The island nation's foreign minister, Felipe Perez Roque, took the opportunity of a rally attended by tens of thousands of Cubans -- perhaps not all willingly -- to criticize the United States. Nothing unusual there, but the reason for the criticism speaks volumes about the differences in a free society and a society held under the thumb of a totalitarian regime.
The foreign minister's vitriol was prompted by the Cuban government's claim that the United States had given 500 short-wave radios to Cubans so they could listen to Radio Marti, a U.S. government-sponsored station run by Cuban exiles in Florida who seek to overthrow Fidel Castro's government.
Recently, issues of access by the news media to facets of the U.S. government have been in the news. There have been complaints that officials in the Bush administration have cut off access to information about operations that involve terrorism and about terrorists who are captured. Other news-media complaints have been leveled at U.S. military brass over access -- or the lack of it -- to hot zones in the war on terrorism.
Whether Americans agree or disagree with the government's reasons for secrecy when it comes to its wartime actions, most Americans would readily recognize that they have access to information on both sides of the issue. And, having this information, they can make up their own minds.
In Cuba, however, the government has attempted for years to control its citizens' access to information.
Make no mistake about it: Radio Marti is not what you would call a balanced, rational presentation of Cuban affairs.
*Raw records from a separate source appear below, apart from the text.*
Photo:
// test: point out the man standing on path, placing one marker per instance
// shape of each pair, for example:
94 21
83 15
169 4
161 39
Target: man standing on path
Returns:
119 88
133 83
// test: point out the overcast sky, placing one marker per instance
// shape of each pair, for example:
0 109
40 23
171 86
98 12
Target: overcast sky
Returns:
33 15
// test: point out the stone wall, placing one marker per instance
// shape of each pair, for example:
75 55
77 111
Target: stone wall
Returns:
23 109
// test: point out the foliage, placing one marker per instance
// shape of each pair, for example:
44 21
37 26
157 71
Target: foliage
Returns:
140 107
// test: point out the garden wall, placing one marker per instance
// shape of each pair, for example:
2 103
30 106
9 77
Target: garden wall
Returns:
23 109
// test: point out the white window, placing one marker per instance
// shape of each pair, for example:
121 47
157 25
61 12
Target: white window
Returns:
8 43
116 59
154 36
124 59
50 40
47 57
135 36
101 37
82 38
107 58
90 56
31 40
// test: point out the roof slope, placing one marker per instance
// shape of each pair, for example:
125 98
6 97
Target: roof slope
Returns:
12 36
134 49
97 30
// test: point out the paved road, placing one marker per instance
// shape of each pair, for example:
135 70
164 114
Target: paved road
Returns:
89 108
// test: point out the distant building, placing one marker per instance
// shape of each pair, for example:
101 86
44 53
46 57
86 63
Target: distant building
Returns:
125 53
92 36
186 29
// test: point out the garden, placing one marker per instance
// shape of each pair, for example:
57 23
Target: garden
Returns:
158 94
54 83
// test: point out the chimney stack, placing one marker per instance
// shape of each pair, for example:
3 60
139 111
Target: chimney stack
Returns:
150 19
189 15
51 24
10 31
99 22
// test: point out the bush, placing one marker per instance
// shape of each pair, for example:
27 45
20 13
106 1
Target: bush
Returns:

It is clearly anti-Castro and pro-democracy. Its broadcasts don't include viewpoints that oppose the general premise that the existing government in Cuba needs to be overthrown.
But in a free society, the arguments of such a radio station would be balanced by equally free expression of opposing points of view.
Castro and his top officials take the view that the people are only entitled to know what the government thinks is good for them to know. Radio Marti is not on the list of "good things to know." This same hard line is evident in Cuban newspapers and radio and TV broadcasts.
In some ways, the Cuban clamp on information is similar to German attempts in the 1930s to cut off Jews confined to ghettos where reading a newspaper or listening to a radio were offenses punishable by death.
The fear of a free flow of information can be as destructive as terrorism itself.